Tuesday, June 16, 2015

Nothing Like a Fish without a Bicycle

My retrospective on Elisabeth Elliot at The Gospel Coalition blog.

Elisabeth Elliot has died. I didn’t know her, but this feels personal. Her books were influential to me as a young single woman in the early 1990s, particularly Passion and Purity and Let Me Be a Woman. At a time in my life when I had become weary of worldly pursuits, aside from the example and words of my own mom, Elliot’s words most shaped for me a vision of what biblical womanhood could look like.

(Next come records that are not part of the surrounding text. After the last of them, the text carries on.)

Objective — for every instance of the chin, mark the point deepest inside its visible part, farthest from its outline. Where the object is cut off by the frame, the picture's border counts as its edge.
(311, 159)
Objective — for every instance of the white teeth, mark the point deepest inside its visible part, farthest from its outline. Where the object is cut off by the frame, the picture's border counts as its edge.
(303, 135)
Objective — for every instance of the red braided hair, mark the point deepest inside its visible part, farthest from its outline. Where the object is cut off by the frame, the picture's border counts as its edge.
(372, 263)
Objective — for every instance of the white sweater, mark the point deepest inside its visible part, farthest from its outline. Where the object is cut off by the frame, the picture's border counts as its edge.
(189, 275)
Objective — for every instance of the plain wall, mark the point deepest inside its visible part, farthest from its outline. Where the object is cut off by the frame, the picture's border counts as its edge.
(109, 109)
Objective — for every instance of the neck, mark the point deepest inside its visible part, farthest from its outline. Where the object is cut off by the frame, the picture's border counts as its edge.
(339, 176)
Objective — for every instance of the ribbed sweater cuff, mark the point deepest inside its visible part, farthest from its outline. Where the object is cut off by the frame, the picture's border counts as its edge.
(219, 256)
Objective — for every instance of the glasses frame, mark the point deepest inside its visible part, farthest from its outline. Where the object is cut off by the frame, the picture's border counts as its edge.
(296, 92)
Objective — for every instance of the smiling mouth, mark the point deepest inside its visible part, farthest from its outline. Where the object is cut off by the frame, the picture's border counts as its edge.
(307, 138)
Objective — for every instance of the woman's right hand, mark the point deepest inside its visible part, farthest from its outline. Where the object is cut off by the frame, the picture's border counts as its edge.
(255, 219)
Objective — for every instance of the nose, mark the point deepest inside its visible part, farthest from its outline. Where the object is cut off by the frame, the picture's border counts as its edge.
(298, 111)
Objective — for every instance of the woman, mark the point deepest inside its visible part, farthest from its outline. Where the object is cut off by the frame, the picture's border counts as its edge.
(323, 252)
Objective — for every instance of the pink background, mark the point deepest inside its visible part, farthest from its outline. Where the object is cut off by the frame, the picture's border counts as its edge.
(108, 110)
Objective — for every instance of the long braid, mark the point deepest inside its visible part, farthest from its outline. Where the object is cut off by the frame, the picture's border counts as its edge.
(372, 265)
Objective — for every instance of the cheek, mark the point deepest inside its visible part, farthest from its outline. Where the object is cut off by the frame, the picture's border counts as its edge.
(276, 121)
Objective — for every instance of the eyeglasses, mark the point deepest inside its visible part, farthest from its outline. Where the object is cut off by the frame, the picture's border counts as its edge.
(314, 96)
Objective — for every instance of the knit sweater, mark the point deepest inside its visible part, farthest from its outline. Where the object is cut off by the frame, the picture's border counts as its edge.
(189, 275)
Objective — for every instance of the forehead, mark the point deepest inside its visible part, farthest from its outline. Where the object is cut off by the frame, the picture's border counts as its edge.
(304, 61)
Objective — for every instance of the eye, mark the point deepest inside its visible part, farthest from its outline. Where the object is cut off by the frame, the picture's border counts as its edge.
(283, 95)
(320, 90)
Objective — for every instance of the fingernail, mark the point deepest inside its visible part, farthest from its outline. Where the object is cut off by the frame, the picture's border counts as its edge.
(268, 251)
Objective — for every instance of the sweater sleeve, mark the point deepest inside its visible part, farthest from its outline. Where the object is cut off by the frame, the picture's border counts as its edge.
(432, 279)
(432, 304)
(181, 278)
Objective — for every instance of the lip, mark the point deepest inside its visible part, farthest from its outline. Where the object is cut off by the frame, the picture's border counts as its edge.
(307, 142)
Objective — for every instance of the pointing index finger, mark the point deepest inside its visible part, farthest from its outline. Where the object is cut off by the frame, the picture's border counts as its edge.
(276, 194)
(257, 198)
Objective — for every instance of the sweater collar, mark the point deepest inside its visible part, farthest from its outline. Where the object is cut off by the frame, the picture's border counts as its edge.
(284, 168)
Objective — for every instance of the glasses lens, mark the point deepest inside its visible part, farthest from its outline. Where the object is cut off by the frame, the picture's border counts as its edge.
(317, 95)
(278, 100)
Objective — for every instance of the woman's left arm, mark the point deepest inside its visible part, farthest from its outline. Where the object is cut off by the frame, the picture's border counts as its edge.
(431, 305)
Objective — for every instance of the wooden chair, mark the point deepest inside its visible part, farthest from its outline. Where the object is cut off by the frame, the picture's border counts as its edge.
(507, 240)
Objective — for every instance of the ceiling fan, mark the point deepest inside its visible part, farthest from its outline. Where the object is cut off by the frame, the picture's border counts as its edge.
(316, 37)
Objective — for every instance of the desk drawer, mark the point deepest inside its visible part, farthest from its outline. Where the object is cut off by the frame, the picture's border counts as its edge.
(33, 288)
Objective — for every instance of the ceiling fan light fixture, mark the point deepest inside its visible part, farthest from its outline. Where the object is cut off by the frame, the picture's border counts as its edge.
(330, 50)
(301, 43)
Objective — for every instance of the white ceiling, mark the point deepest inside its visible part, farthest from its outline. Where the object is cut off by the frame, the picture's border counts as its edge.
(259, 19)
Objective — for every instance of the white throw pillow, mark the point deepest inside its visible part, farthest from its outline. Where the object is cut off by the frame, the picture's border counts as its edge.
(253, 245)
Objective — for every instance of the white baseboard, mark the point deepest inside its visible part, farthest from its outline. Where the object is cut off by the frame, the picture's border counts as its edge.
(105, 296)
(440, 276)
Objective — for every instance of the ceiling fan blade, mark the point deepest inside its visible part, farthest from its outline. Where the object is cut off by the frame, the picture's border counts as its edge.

Vigorous, Gentle Womanhood 

I met her once as a single working girl about 20 years ago at a mission home where she was visiting and giving a talk. She was older even then, sitting in a chair, neatly dressed, hair carefully in place, wrinkly and rather still, with bright, intelligent eyes that betrayed an active sense of humor. 
 
The way she lived her life and spoke about her adventures and marriages displayed a type of womanhood that caught my imagination. She seemed to own a womanhood that was both vigorous—physically and intellectually—and gentle. 
 
The lives of female missionaries are a sort of bas relief against Western wranglings over things like gender quotas and free contraception. Elliot seemed to have a seasoned, sensible knowledge that came from rugged, basic pursuits—a sharp intellect and a sense of context and keen perspective born out of her edgy life experience as a missionary to unreached tribes. (The unentitled at work seeking the unreached.)

A Third Way Woman

Both the anti-feminist and the anti-delicate flower, she taught what I came to think of as a “third way” of womanhood that seemed like Ruth and that Proverbs 31 woman with her strong arms, shrewdness, and nurturing ways. 
 
I recall her description of life in the jungle. Most of the day was consumed with merely trying to live rather than translating Scripture. I recall her description of the focus, effort, and energy required to make sure water was found, hauled, kept, and boiled each day while keeping a toddler from falling into the fire or water. I also recall her frank humility about her failings and missteps. I learned from her books the profound value of the ministry of the mundane, and the efficiency of biblically training indigenous peoples where possible.
 
In her writing she was direct but not harsh, open but not coarse. In her vigorous femininity, and in her teamwork with and delight in the masculinity of her husbands, she seemed more like some sort of American pioneer woman and nothing like a fish without a bicycle. More like Phoebe or Dorcas and nothing like a Diva. 

A Nurtured Faith for the Next Generation

Elliot nurtured her faith with a disciplined mind fixed on selfless service to the world. She approached her marriages with a mind fixed on pursuing engaging, active partnership, and, yes, submission to a husband. And in her books she reached out to countless people with a simple, clear, direct style of writing.
 
I am thankful for her example, and as a 44-year-old mother of three, I want to commend her writings to the next generation of “third way women.”